In this ongoing series, we’ll chat with prominent and up-and-coming underwater photographers. Today we highlight Jennifer O’Neil.
Tell us a little about yourself.
My dad gave me the greatest gift of my life when he took me for my first dive at age seven. I was instantly hooked and am still addicted to the ocean nearly 40 years later. Experiences like watching 12 adult male humpback whales race past me on a heat run in Tonga, or being lost in a giant bait ball in Bonaire, or watching nudibranchs mate in the Solomon Islands keep me interested in underwater photography. Those moments are so awe-inspiring to me that I want to share them. My photography and my more recent interest in videography allow me to showcase the amazing life in our oceans. Hopefully I encourage a desire to protect our seas as well.
How long have you been an underwater photographer?
I started shooting with film and rented a Nikonos V in the early nineties on a trip to Bonaire. Crushed when my first roll of 36 didn’t look like the pages of a National Geographic, I kept shooting and purchased a Nikonos RS camera. I was probably one of the last people to swap to a digital setup. But once I did, it made it very easy for me to edit my work and begin learning post-production.
How did you become interested in underwater photography?
I fell in love with photography while studying architecture in college. I did a semester in Europe and wanted to document all the amazing spaces I was seeing on film. A diver since childhood, it felt natural to start taking a camera in the water with me.
What is your favorite style of underwater photography?
The incredible vastness of the ocean, it’s creatures and its reef-scapes are the reason I enjoy diving and what I hope to share with people through my photography. You will almost always see me with a wide-angle dome on my housing.
Any favorite subjects? Any favorite destinations?
Bait balls give me the biggest thrill to shoot. The whole circle of life unfolding in front of you and the fast-paced action of so many fish racing to avoid predators is always a rush. I’m very lucky to live part-time in Bonaire where schools of scad often come together in the summer months to form giant bait balls. This gives me lots of opportunities to jump in the water when they appear. Traveling and experiencing new cultures has always been a passion for me, but Bonaire will always be a bit of home and is therefore my favorite spot to dive.

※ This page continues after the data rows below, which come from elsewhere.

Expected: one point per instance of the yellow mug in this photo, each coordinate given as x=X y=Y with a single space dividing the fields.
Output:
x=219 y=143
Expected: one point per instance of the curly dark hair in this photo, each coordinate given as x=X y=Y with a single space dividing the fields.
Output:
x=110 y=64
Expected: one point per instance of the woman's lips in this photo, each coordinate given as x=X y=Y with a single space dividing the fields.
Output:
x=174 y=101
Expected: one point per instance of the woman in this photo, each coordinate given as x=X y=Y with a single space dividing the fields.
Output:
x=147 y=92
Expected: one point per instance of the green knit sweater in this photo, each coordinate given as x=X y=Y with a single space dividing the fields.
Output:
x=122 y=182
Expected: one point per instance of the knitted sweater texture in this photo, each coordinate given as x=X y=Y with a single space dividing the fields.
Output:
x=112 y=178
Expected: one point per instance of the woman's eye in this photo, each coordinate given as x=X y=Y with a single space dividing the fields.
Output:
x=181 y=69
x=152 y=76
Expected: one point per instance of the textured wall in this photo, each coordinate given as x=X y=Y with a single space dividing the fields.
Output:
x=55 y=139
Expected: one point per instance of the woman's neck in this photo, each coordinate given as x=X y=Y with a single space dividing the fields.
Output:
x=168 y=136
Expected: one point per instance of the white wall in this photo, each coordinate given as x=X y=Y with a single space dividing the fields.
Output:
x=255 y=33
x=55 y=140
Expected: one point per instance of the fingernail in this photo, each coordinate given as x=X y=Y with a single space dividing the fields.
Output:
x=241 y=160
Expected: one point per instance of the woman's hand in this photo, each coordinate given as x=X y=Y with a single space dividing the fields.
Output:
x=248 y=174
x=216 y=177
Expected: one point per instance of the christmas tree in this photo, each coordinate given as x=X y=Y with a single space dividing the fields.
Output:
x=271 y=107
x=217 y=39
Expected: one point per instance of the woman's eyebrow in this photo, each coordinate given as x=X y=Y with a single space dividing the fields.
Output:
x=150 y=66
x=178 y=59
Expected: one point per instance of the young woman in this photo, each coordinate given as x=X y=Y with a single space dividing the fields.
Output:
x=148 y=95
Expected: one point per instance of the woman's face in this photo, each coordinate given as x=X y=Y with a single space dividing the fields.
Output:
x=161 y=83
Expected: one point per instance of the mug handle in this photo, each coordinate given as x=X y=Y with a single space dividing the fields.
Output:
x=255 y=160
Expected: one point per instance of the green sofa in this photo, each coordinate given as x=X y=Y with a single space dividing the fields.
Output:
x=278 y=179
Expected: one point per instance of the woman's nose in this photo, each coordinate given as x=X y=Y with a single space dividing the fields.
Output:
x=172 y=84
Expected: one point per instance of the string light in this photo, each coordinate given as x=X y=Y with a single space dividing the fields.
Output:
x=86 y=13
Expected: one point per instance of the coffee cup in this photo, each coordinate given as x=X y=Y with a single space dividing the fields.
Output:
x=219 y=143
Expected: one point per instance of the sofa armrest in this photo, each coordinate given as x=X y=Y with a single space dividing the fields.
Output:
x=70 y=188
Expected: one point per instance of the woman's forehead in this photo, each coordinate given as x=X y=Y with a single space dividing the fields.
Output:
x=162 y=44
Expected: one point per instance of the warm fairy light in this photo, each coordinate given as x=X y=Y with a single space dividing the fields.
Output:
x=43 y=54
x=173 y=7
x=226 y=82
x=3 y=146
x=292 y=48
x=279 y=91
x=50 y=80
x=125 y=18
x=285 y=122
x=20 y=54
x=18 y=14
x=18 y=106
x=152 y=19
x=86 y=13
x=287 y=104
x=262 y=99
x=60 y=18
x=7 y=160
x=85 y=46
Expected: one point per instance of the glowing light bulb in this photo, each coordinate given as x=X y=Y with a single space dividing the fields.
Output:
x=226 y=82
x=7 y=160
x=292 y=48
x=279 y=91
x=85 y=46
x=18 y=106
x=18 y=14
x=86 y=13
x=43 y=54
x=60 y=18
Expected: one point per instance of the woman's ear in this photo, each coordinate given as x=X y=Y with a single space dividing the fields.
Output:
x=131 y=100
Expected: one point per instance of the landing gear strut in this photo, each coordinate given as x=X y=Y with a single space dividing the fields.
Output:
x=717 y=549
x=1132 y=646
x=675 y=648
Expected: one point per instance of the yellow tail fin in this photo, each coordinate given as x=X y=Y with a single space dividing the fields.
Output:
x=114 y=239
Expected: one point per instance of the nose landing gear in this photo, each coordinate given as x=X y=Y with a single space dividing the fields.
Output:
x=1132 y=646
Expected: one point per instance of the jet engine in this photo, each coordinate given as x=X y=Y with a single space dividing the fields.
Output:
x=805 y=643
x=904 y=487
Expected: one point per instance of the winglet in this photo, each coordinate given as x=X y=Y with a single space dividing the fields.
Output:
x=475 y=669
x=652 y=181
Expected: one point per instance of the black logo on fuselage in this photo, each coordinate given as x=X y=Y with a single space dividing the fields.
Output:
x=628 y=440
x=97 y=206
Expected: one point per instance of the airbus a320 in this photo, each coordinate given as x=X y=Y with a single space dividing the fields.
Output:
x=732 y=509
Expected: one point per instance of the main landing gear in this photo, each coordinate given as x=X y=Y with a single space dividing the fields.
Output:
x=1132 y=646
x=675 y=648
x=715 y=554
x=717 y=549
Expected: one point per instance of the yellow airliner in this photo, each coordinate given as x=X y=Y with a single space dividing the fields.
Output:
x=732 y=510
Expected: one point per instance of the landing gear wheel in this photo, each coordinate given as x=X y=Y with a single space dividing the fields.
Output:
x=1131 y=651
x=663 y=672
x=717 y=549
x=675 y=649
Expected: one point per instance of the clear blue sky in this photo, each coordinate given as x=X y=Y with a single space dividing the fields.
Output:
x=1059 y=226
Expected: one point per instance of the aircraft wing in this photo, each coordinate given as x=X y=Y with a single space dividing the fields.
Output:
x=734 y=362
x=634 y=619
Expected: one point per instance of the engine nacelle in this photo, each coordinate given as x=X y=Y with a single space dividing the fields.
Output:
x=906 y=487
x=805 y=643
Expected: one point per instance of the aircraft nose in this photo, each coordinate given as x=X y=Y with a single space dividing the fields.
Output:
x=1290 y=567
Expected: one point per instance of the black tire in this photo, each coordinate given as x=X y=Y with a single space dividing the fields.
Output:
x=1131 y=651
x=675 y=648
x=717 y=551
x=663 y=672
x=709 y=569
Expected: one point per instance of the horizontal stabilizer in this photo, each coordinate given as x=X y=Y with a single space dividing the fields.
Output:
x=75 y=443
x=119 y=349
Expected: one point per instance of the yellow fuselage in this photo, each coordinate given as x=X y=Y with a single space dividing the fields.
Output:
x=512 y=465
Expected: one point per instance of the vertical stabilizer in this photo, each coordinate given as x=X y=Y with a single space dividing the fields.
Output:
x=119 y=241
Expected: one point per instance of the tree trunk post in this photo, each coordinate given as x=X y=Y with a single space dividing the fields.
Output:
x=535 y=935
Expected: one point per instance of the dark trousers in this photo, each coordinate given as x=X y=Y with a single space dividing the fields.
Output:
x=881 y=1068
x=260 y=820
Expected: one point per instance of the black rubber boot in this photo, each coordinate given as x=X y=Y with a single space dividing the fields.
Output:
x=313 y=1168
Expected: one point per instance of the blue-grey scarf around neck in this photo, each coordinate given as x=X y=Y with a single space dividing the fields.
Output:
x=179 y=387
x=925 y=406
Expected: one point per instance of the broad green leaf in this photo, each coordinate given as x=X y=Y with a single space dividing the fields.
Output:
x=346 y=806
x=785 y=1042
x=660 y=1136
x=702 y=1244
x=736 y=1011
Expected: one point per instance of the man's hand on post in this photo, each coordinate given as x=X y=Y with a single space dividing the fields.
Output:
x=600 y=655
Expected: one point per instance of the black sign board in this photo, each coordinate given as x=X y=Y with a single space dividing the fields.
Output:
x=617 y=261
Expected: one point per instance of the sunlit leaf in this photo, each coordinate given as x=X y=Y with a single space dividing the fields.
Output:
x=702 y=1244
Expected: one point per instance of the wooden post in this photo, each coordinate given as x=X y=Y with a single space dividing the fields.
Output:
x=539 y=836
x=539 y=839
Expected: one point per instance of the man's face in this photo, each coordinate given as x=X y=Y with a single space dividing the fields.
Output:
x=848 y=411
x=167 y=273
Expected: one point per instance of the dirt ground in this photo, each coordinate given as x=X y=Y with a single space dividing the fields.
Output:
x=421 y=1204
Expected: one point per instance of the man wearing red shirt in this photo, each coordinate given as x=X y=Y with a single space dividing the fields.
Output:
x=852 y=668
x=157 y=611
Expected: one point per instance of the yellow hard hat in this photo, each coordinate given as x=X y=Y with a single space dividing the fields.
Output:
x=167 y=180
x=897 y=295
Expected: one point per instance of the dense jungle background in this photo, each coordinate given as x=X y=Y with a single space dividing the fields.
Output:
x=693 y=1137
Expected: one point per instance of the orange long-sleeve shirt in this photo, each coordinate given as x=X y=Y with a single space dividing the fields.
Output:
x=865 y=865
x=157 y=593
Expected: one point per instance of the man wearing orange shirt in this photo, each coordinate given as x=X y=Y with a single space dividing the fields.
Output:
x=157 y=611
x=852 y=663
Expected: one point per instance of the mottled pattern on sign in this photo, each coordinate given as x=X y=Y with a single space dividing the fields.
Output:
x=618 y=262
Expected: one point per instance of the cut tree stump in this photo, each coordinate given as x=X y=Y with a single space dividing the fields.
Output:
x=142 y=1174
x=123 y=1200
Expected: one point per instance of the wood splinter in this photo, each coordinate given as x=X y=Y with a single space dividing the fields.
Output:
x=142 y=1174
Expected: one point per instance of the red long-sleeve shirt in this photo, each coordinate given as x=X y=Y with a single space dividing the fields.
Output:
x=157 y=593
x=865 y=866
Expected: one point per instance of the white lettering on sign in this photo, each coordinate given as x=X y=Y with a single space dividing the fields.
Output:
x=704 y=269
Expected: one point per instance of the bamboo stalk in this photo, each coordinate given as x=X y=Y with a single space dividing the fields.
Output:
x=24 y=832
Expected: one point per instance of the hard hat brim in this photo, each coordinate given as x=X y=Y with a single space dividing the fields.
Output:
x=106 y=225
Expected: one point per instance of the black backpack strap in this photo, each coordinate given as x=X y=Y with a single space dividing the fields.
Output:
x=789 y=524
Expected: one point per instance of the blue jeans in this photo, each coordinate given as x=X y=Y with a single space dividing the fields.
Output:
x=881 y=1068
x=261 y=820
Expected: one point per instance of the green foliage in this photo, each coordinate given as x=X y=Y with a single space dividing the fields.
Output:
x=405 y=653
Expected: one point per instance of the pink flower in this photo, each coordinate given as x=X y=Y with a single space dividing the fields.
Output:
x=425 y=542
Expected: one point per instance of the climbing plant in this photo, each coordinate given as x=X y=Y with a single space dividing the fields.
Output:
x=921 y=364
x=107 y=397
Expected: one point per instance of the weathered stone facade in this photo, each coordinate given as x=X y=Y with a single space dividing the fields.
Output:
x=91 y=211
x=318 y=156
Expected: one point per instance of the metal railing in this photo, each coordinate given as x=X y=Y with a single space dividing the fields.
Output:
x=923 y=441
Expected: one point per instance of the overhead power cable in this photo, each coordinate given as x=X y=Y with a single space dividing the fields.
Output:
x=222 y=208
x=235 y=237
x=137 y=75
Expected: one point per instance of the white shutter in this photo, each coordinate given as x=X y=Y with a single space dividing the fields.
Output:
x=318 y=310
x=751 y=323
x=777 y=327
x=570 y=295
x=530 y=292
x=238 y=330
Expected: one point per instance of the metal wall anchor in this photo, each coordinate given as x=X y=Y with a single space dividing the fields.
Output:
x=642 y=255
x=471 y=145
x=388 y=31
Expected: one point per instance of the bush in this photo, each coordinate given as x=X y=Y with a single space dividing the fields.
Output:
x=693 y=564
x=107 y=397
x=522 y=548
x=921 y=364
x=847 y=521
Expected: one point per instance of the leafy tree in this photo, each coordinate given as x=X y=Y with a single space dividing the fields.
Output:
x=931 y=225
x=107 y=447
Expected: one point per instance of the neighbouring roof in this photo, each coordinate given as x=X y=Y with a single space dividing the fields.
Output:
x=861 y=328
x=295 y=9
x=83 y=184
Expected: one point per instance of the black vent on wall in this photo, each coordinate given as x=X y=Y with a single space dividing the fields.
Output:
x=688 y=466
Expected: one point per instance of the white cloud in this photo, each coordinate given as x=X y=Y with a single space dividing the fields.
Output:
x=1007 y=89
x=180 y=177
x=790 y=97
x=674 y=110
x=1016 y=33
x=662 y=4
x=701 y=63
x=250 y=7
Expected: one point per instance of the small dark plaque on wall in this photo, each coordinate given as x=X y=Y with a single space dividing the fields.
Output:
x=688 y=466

What is your underwater setup?
I’ve been a Canon shooter for quite a while now. I shoot a Canon 1DX Mark II in a Seacam housing or a Nauticam housing with Sea and Sea YS 250 strobes. It has amazing video as well as still capabilities, making it easy to swap between the two mediums.
Do you have any tips for new underwater photographers?
The best tip I can give anyone for stills or video is to dial in your buoyancy and calm your breathing. The better diver you are, the better your photos will be. I will also share the best piece of advice I got when I started out: when you think you’ve gotten close enough to your subject, get even closer.